FIGC, è corsa a due per la presidenza: esclusa la candidatura di ex calciatori
RASSEGNA STAMPA - Dalla giornata appena trascorsa è emersa una certezza importante: non ci sarà un ex calciatore candidato alla presidenza della FIGC. La corsa resta quindi a due, tra Giovanni Malagò (sostenuto quasi da tutta la Serie A, a parte Lotito) e Giancarlo Abete, forte dell’appoggio della Lega Nazionale Dilettanti.

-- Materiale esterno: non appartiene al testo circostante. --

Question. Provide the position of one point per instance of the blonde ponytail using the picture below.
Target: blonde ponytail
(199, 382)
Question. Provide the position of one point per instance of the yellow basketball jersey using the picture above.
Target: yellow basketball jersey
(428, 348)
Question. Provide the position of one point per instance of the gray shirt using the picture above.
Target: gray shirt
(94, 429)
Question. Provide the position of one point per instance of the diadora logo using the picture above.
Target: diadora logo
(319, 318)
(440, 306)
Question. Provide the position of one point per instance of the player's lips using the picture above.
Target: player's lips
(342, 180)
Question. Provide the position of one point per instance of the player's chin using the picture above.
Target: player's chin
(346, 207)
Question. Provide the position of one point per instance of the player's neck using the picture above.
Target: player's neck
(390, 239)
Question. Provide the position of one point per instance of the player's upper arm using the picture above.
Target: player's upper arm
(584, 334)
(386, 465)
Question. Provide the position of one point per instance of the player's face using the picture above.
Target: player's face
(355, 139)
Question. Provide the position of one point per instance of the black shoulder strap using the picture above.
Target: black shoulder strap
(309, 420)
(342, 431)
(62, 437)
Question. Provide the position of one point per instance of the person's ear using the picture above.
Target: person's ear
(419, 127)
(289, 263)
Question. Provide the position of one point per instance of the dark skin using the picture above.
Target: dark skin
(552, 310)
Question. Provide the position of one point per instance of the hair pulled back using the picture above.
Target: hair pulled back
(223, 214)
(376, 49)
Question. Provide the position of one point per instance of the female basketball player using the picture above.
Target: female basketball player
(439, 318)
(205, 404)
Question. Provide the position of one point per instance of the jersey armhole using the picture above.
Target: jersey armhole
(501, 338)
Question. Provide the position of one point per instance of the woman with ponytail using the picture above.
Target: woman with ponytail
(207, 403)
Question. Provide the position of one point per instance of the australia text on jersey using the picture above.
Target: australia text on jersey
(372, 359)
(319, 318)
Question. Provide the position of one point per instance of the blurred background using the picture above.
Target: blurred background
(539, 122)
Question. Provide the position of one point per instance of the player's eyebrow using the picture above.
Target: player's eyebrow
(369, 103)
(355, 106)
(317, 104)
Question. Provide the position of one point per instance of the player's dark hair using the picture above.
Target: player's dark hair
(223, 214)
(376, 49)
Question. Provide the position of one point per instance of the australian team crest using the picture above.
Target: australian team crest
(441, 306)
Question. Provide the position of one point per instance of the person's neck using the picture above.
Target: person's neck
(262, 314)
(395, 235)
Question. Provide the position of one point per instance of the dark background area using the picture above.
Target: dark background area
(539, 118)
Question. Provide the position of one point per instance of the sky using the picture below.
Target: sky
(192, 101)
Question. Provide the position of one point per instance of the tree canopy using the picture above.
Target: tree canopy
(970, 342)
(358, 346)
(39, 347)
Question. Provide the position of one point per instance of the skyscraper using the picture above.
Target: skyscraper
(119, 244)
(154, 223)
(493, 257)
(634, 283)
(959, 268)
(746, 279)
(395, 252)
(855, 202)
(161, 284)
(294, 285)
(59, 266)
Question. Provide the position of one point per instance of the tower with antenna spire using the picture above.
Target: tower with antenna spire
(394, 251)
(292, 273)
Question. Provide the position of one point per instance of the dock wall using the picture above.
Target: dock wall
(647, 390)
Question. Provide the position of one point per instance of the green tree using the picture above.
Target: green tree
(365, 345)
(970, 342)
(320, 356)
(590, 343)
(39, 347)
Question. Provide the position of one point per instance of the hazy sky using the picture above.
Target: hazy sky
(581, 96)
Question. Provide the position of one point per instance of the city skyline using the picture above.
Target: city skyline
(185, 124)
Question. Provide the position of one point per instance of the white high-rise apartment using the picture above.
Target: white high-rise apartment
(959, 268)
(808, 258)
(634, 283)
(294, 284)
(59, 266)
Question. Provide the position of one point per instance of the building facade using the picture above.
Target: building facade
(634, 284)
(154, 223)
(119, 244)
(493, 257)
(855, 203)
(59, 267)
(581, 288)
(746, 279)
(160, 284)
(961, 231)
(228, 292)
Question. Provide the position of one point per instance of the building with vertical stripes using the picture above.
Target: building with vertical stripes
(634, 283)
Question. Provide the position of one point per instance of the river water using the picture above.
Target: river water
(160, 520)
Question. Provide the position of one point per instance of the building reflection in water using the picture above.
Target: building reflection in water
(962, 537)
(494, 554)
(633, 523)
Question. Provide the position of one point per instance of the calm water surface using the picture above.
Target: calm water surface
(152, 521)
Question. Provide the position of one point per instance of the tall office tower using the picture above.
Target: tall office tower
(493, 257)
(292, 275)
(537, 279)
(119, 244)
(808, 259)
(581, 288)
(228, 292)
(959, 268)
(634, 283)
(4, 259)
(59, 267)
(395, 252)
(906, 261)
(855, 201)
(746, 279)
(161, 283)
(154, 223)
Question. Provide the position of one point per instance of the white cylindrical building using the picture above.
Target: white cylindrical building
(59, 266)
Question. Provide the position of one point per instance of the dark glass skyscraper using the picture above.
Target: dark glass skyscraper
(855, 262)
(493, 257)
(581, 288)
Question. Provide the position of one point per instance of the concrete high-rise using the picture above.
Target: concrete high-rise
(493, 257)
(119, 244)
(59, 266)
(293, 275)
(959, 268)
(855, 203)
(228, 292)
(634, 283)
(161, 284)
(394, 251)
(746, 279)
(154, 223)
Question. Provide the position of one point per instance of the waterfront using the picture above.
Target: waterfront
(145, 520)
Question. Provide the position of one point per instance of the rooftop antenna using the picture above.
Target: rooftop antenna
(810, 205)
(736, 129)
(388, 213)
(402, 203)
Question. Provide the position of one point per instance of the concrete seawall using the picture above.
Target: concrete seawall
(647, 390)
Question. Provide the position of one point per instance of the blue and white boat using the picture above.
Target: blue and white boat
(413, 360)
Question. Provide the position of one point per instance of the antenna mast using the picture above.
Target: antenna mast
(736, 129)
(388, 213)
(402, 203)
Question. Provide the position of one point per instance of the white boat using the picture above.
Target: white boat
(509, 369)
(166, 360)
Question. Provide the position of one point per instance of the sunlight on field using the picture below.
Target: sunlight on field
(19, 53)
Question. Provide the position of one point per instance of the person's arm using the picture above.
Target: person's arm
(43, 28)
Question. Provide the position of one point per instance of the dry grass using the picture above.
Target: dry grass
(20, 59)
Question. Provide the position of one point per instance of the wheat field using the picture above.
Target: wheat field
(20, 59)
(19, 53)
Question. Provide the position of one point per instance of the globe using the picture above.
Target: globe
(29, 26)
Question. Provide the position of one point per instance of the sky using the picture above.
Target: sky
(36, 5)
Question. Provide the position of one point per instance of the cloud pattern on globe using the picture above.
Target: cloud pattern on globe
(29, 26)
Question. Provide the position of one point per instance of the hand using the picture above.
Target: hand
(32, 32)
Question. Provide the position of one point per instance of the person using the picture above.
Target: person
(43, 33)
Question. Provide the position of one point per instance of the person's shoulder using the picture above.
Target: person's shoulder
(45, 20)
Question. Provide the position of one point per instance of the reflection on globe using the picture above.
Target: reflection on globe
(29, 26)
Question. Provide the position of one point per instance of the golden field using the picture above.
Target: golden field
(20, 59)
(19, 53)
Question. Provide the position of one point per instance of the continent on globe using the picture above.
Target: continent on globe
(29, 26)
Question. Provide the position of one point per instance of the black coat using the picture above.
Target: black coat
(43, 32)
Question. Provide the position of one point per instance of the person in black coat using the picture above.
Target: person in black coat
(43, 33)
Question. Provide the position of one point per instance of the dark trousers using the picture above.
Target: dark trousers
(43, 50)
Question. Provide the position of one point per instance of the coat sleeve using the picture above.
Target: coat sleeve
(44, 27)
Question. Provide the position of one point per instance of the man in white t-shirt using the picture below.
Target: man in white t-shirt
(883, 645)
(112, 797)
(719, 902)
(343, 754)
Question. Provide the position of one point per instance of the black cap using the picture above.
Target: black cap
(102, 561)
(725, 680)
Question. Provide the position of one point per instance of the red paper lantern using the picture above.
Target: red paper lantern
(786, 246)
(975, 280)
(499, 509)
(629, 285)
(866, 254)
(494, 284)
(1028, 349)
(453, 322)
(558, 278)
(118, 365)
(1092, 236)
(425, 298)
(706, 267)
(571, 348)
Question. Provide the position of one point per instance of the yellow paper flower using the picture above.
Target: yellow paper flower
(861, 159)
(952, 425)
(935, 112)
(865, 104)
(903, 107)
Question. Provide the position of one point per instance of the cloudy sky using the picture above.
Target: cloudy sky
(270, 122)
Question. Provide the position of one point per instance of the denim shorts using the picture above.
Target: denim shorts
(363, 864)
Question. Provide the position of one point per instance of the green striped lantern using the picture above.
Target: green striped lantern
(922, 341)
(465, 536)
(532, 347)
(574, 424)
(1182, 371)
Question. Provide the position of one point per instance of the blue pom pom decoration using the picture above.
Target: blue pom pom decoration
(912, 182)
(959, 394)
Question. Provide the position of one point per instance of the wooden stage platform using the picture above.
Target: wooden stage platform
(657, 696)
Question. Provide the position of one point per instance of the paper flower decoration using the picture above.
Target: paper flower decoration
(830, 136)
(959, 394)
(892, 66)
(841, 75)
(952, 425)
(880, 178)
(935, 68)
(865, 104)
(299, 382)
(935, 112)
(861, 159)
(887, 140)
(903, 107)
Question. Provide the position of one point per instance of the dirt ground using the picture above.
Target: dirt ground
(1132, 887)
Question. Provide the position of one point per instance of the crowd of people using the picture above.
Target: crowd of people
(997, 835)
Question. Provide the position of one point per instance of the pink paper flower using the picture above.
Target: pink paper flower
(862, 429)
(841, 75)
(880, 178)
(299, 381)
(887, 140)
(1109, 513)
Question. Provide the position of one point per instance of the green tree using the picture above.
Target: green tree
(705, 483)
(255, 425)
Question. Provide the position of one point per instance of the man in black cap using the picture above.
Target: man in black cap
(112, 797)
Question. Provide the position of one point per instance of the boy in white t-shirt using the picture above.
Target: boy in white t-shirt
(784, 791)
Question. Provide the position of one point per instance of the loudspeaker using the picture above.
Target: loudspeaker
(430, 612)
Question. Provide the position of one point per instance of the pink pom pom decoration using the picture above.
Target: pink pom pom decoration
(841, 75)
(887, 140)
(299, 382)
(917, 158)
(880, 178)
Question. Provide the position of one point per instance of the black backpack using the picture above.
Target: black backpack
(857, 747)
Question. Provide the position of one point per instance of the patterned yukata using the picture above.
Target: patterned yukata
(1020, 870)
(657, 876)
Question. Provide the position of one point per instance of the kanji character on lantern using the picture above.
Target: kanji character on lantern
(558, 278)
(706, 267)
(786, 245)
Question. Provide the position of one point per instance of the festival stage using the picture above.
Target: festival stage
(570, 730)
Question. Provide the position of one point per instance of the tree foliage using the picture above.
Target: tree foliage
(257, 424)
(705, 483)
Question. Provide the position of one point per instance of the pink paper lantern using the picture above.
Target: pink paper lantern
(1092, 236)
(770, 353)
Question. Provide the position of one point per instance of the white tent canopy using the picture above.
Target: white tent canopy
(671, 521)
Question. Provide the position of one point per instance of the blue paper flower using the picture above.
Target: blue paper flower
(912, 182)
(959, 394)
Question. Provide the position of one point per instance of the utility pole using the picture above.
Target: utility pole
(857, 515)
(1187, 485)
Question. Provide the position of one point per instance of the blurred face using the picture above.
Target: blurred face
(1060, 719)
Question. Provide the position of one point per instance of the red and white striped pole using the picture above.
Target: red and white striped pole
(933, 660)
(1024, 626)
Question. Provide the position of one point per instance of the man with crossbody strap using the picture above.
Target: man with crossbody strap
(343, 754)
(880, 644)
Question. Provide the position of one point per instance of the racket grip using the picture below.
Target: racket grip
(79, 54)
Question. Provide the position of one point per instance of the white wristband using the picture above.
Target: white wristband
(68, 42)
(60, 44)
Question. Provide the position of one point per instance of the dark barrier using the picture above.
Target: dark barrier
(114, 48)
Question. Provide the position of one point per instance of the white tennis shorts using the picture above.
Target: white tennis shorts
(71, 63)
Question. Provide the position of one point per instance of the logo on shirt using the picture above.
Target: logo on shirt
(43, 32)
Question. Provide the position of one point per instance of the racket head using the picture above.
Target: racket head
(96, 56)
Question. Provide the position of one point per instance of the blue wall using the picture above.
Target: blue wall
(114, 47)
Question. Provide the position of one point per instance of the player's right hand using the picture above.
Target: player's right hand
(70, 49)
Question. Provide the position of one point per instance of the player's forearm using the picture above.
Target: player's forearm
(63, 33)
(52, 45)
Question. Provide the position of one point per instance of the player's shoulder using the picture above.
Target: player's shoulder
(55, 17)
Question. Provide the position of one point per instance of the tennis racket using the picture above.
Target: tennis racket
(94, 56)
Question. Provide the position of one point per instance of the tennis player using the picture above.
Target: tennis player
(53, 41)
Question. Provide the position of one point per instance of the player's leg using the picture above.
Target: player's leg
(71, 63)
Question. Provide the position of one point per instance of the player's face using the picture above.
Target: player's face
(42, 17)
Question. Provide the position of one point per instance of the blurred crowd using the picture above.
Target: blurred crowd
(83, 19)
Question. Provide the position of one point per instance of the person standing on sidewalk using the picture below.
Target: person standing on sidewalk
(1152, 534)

Ieri ci sono stati incontri decisivi con i rappresentanti di calciatori e allenatori (AIC e AIAC), che insieme pesano per il 30% dei voti. Entrambi hanno incontrato prima Malagò, poi Abete, senza prendere ancora una posizione ufficiale ma mostrando un primo orientamento.
Come spiega La Gazzetta dello Sport, Malagò ha fatto una buona impressione, puntando su entusiasmo e visione, mentre Abete ha ribadito la volontà di andare avanti e l’importanza di una guida interna al sistema calcio. Proprio questa scelta esclude definitivamente l’ipotesi di un ex calciatore presidente: l’idea non è mai stata sostenuta concretamente e Abete non farà passi indietro.
A questo punto non ci saranno altri candidati: AIC e AIAC non presenteranno un terzo nome, anche per facilitare il raggiungimento della maggioranza (51%) ed evitare il commissariamento. Serie B e Lega Pro ascolteranno i programmi prima di decidere, in vista dell’assemblea elettiva del 22 giugno.